Thursday, April 21, 2022

Linkwood 10 Year (SMWS 39.229 "A Merry Dance")

 


 The sixth of six drams served at the April outturn tasting for the Scotch Malt Whisky Society ("SMWS") at the Jack Rose Saloon in Adams Morgan, Washington DC. At these events, you sit at a small table and one by one make guesses about the six scotches in front of you: age, type of cask, which distillery (multiple choice, out of five provided), along with a field to write notes. 

Linkwood is a distillery I particularly like. Although I've only had a handful of their bottles, all from independent sources, and only reviewed two of those, I still count myself a fan of their distillate. It's both delicate and rich, with a distinct and flavorful character. Dating to 1821, the distillery stayed in the Brown family for quite some time before passing by share purchase to Innes Cameron, and then to Rodrick Mackenzie after WWII. 

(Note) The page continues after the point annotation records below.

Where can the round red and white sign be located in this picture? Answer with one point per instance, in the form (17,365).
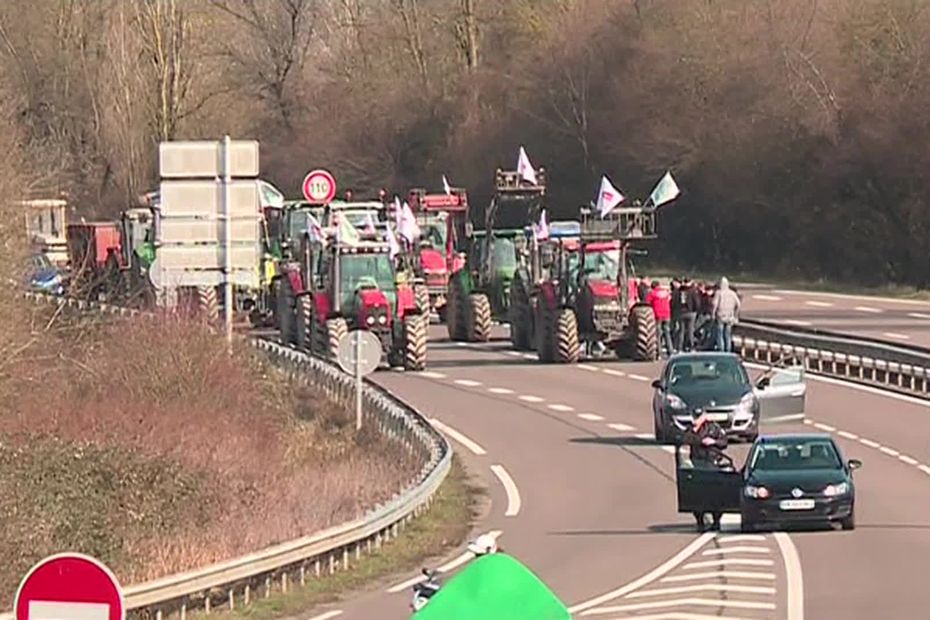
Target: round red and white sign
(319,187)
(69,586)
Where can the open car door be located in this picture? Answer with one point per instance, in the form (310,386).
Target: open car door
(704,487)
(782,393)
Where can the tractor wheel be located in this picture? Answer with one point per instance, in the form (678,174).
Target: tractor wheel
(208,306)
(645,335)
(455,309)
(521,322)
(545,346)
(305,323)
(415,342)
(335,330)
(565,338)
(421,297)
(285,312)
(478,318)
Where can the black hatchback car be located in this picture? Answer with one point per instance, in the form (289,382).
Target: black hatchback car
(719,386)
(787,479)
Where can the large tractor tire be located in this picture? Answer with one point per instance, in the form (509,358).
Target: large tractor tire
(421,297)
(208,306)
(645,335)
(284,311)
(305,323)
(545,345)
(415,336)
(567,349)
(478,318)
(335,330)
(521,317)
(455,309)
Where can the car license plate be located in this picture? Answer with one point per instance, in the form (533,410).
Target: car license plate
(796,504)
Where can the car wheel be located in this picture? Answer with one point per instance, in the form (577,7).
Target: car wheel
(849,523)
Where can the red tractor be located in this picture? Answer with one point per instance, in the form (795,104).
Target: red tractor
(335,286)
(590,299)
(442,219)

Currently, of course, it's owned by beverage titan Diageo, and is largely funneled into blends like Johnnie Walker and White Horse. Let's check out the official tasting notes:

After eight years in regular ex-bourbon wood we transferred this into an ex-peaty bourbon barrel. The nose combines limestone and chalk, hay barns and dusty shoe boxes; lime marmalade, satsumas and hibiscus tea; bacon and pancakes with maple syrup. Whispers of smoke appear on the palate – lemon bonbons in coal dust, liquorice laces, Tangfastics and apple crumble, oak tannins and plum sauce on crispy duck. The reduced nose – key lime pie, redcurrant jelly, peaches and rosewater; oaked chardonnay and iodine. The reduced palate remains a tongue twerker – fruit and peat in a merry dance – mojitos, crystallised orange, balsa wood, pickled ginger, wasabi and lime.

How curious! An extremely uncommon two year finish in a barrel that previously held highly peated whisky. Our host for the evening said that SMWS either doesn't know or won't disclose who made the heavily peated malt, so that's anyone's guess. Bottled at 61.2%, let's go a little hunting:

Nose: It smells like a very old Islay - that is, smoke and peat are present, but in such a faded way that it comes across as quite aged. Surprisingly in a ten year whisky, to say the least. It also recalls Highland Park a bit: floral peat (heather), soft smoke, a grassiness. A bit of chili pepper. Chalk or "minerality." A very faint savory quality. 

With some water, it gets somewhat wacky: soup broth! No kidding. 

Mouthfeel: Medium to full. 

Palate: Pepper and flowers - what a mix! Dark edges of smoke. Something clearly industrial - OK, I'll go with "coal dust." Very faint fruit and oak entwined - dry yellow apples or pears. Jalapeno and leather. A very gentle, soft set of flavors - incredibly subtle - considering the rather chewy mouthfeel. Unusual. Earthy and industrial at its core. Water doesn't change the palate much, just adds that chalk note back in. 

Finish: Chili pepper, smoke, and a flower bouquet. 

Verdict: I was entranced by this. What a way to close the night - it's almost haunting in the ghostly flavors that slowly emerge from the glass one by one, some sweet, some savory, all touched by flowers and pepper. Quite a nice bottle. A strange one, but a good one.